Ye Fan se tocó el pelo y luego se recostó en la silla. "Mira si hay alguno en el escritorio o en el espejo."
Se escucharon los pasos de Chen Jingshen al bajarse de la cama, y Ye Fan cerró los ojos por un momento aprovechando la pausa.
Al haber dormido tarde, se sintió cansado cuando despertó. Cuando abrió los ojos, encontró a Chen Jingshen abrazándolo y eso lo despertó de golpe. El desorden matutino continuó.
La puerta del armario fue abierta, provocando que Ye Fan se sobresaltara: "Espera... ¡No muevas el primer escritorio!"
En la otra línea, Chen Jingshen no dijo nada y luego dijo: "Ya lo he movido."
"..."
Silbó Ye Fan al colgar.
Al mediodía, finalmente quitó la máscara negra. Wang Yue observaba sus labios roídos y su cara desolada y preguntó: "Fan Bao, ¿estás bien?"
"Estoy bien", dijo Ye Fan sin emoción.
Su teléfono vibró sobre la mesa.
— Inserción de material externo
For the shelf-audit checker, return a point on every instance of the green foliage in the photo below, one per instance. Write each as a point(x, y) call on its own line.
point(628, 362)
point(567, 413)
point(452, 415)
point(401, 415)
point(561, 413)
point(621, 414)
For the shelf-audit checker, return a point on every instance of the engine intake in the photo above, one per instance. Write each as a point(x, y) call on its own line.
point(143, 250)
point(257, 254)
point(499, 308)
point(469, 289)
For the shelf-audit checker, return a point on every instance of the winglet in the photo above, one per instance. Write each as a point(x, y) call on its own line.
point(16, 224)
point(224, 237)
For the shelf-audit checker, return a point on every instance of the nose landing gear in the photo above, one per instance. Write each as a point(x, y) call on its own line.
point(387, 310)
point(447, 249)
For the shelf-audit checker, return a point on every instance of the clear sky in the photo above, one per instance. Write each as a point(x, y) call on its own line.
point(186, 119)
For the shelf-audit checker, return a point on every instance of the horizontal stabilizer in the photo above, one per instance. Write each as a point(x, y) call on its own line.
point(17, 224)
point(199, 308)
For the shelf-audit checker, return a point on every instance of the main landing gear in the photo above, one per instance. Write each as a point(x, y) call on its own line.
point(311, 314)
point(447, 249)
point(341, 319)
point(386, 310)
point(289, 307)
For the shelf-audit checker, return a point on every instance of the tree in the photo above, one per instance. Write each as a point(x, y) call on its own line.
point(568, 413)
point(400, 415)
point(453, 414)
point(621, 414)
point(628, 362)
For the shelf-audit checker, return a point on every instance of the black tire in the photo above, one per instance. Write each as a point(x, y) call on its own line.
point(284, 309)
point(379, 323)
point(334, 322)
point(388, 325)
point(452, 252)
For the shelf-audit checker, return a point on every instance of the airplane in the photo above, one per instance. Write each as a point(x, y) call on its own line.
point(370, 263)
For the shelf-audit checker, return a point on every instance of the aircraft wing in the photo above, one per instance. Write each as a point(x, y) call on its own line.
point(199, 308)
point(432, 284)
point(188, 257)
Lo tomó para ver el mensaje:
[S te pide amistad, con un mensaje adicional: encontré el cargador de teléfono móvil.]
El nombre era el mismo, pero la imagen había cambiado a una silueta blanca en un parque de atracciones.
Era la foto de Chen Jingshen que había guardado durante tantos años.Wang Yue acaba de querer decir que si tu cara no está bien, come un poco más, cuando levanta la cabeza y ve a Yu Fan con el teléfono en mano, cara sonrojada, "pum" se rompe el palillo de una usanza en su mano.